Photo/Illutration Rescue workers evacuate residents of Komatsu, Ishikawa Prefecture, on Aug. 4 after heavy flooding. (Yunisu Mahar)

Failure to address global warming could result in a third of the world’s population facing temperatures exceeding 52 degrees and daily rainfall levels of 300 millimeters by the end of this century.

That is the dire forecast put together by a group of researchers at the University of Tokyo.

“The research results show that measures to deal with climate change based on past experience will be insufficient and that there is a need for even further reductions in greenhouse gas emissions and greater international support and cooperation,” said Taichi Sano, a doctoral candidate in the engineering graduate school and one of the key members of that group.

The research results are expected to be published shortly in a journal of Britain’s Institute of Physics.

The research was aimed at analyzing changes likely to occur over the course of this century with regard to the possibility of climatic disasters on a scale that occur once every two decades due to global warming.

If nothing is done, the researchers projected that 2.52 billion people, or 34 percent of the world’s population, could face the risk of unthinkable high temperatures and relentless heavy rainfall.

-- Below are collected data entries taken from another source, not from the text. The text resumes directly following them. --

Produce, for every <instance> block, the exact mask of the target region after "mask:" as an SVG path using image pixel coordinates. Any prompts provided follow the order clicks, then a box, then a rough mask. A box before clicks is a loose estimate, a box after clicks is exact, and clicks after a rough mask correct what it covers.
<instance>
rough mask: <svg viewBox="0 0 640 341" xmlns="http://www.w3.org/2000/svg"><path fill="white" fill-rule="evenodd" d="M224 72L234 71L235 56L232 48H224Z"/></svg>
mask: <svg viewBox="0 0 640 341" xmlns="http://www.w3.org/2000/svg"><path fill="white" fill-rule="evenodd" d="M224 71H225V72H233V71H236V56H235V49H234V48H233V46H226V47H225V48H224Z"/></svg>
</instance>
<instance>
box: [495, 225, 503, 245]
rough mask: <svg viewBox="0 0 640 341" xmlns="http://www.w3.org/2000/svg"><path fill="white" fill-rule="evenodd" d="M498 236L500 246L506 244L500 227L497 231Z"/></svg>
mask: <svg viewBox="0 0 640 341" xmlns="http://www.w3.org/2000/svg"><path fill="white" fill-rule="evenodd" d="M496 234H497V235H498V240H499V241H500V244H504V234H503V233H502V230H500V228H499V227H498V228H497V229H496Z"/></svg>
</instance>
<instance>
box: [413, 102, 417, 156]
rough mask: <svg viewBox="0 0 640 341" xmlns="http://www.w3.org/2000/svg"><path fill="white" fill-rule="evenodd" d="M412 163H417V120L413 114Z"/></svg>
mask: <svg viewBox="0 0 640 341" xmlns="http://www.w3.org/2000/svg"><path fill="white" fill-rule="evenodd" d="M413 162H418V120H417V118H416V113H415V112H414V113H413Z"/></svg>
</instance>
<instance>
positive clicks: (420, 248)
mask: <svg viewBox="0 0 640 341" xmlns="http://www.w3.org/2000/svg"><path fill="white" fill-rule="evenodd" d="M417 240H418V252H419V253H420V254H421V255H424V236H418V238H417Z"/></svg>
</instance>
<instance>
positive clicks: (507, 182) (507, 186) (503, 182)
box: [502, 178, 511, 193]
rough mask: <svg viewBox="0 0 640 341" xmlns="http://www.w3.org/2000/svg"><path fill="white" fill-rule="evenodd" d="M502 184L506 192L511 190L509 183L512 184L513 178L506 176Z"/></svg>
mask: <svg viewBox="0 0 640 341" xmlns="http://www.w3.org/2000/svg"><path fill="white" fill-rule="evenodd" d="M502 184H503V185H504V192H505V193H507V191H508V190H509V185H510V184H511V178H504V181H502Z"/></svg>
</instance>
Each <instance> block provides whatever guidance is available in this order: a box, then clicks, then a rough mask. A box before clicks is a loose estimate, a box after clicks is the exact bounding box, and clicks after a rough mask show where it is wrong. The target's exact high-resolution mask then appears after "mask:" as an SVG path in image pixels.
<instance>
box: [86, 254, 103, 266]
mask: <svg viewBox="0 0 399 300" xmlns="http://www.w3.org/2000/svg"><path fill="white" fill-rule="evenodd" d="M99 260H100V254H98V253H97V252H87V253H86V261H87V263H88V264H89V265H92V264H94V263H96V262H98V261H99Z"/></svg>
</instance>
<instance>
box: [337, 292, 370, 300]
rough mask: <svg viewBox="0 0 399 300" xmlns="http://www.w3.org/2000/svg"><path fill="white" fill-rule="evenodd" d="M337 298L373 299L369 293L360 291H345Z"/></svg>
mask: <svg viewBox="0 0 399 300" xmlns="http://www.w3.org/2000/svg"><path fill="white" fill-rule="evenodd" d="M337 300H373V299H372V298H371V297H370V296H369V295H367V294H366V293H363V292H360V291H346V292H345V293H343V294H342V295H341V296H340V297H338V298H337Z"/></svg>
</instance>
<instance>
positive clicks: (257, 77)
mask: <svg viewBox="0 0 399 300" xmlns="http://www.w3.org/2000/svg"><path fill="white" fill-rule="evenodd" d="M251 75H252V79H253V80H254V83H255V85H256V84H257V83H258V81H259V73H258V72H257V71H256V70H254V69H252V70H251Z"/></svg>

The research also pointed out that even if the initial goal set in the Paris Agreement on climate change to keep the increase in average global temperatures under 2 degrees of the level before the Industrial Revolution was met, about 1.1 billion people, or 16 percent of the total, would still face similar climate risks at the end of the century.

Areas that would be affected are heavily populated ones, such as South Asia and the Sahel region of Africa, that are already witnessing the devastating effects of global warming.

Unless more is done to tackle the problem, the impact will only become more severe with the result that those living in the affected regions would face tremendous difficulties coping with the effects of global warming.

Because people living in other regions could also someday face similar climate risks, there would be a need to learn from the measures implemented in the regions affected first, research group members said.